Pages

Monday, June 2, 2014

MY WINDOW

There’s something outside my window.  It’s been there for three days and I don’t think it’s leaving.
I’m not sure what it is.  I’ve been too afraid to look at it.  Have I told you that it’s been out there for three days?
Of course my job at the market is over now.  I think that they called the house.  I didn’t get up to answer the phone because I would have had to cross the window.  Someone knocked on my door too.  I didn’t open it, because I would have had to cross the window.
I might have mentioned that I don’t know what it is.  Because I don’t, no, not at all.  It might be a serial killer.  Or a sewer rat that looks like an old red-tail of an ex-convict.  I didn’t make that up, I stole it from somewhere.  I don’t even know what a red-tail is.  Or a sewer rat.
There might even be a tree outside my window.
I’m hungry.  I ate my collection of Easter candy, all fourteen years of it.  I’m beginning to feel sick.  I used my cellphone to try and call for a pizza.  But I realized that I had given them the wrong address.  I forgot that I had been evicted two years ago.  I also forgot that I was moved across the country.  That’s probably why they hung up on me--they thought I was playing a joke on them.  But they shouldn’t worry, the joke is always on me, that’s what I learned in school, before they asked me to stop coming.
I’m lucky that the bathroom is on this side of the window.

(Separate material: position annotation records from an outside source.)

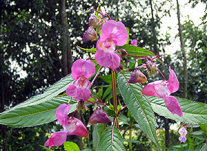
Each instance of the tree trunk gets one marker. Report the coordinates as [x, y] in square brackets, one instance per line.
[182, 51]
[154, 37]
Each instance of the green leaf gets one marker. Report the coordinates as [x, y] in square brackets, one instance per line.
[96, 137]
[107, 143]
[39, 109]
[70, 146]
[92, 50]
[33, 115]
[193, 112]
[136, 51]
[138, 106]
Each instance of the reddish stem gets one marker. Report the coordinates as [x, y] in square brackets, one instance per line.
[96, 76]
[162, 75]
[96, 102]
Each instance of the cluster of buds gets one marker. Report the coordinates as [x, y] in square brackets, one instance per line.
[95, 26]
[152, 68]
[183, 132]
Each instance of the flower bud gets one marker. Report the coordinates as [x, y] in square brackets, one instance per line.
[93, 21]
[89, 34]
[137, 76]
[99, 26]
[99, 116]
[134, 42]
[152, 68]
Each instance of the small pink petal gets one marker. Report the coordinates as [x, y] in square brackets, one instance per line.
[99, 116]
[115, 31]
[90, 34]
[62, 113]
[72, 91]
[56, 139]
[137, 76]
[75, 127]
[173, 83]
[183, 131]
[81, 67]
[149, 89]
[182, 139]
[134, 42]
[173, 105]
[105, 58]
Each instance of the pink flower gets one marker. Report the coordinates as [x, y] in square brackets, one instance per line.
[137, 76]
[71, 125]
[81, 71]
[134, 42]
[56, 139]
[89, 34]
[82, 68]
[112, 34]
[93, 21]
[80, 89]
[183, 132]
[163, 89]
[99, 116]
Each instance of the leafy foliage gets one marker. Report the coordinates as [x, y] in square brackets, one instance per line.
[39, 109]
[193, 112]
[136, 51]
[111, 140]
[138, 106]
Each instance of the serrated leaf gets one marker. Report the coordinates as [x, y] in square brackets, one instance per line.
[109, 144]
[34, 115]
[39, 109]
[138, 106]
[92, 50]
[71, 146]
[136, 51]
[193, 112]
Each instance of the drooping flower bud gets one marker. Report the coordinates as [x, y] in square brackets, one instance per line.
[99, 26]
[183, 133]
[152, 68]
[89, 34]
[99, 116]
[134, 42]
[56, 139]
[137, 76]
[93, 21]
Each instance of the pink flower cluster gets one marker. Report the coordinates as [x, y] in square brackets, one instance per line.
[163, 89]
[81, 71]
[183, 132]
[112, 34]
[71, 126]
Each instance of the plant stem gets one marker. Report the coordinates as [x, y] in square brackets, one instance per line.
[96, 75]
[113, 78]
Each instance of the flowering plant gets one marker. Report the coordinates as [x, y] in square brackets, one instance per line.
[127, 65]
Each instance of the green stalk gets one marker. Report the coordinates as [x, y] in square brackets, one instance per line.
[113, 78]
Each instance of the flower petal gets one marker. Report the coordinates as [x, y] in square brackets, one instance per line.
[106, 58]
[173, 83]
[134, 42]
[72, 91]
[173, 105]
[75, 127]
[183, 131]
[62, 113]
[99, 116]
[115, 31]
[81, 67]
[56, 139]
[182, 139]
[149, 89]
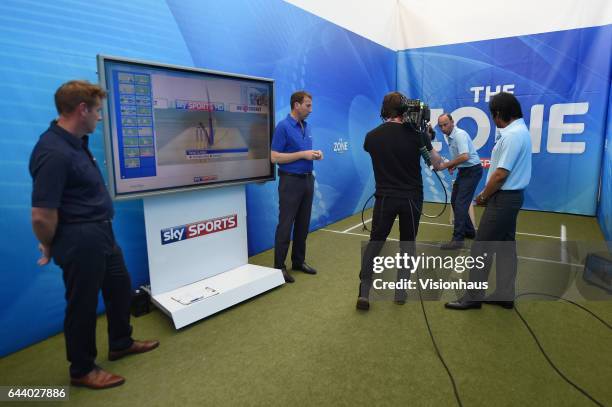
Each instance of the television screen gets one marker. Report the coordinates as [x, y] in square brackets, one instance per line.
[169, 128]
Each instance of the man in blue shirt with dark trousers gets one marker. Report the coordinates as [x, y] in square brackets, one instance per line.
[466, 161]
[72, 218]
[292, 151]
[509, 174]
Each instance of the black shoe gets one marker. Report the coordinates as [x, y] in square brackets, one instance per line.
[503, 304]
[452, 245]
[462, 305]
[287, 276]
[305, 268]
[363, 303]
[400, 297]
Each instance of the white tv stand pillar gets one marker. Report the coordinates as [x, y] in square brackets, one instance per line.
[186, 262]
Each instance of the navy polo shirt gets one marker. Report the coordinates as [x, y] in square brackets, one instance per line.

I’m also lucky that it has running water, or I’d be dead.  I think.  
So I’m writing this message, because if it kills me, I want people to know that I was afraid, that I had had a premonition.  I think that it is going to kill me.  I don’t think that I want to be dead but I’ve never really known what it was that I wanted.  I want to eat something besides chocolate rabbits and eggs.
I have become well acquainted with the ceiling.  That’s a lie.  Even though I stare at the ceiling I haven’t seen it at all.  I’ve been somewhere else where the meadows catch fire without burning and nice people leave me alone.  If I don’t go there I become afraid.  An icy buzzing takes over my stomach, and my brain loosens in my skull and I am uncomfortable.  
Very soon I am going to be history.  Because if the thing outside my window doesn’t move, I am going to starve.  I’ve thought about taking the back door.  But I don’t think that it is my fate.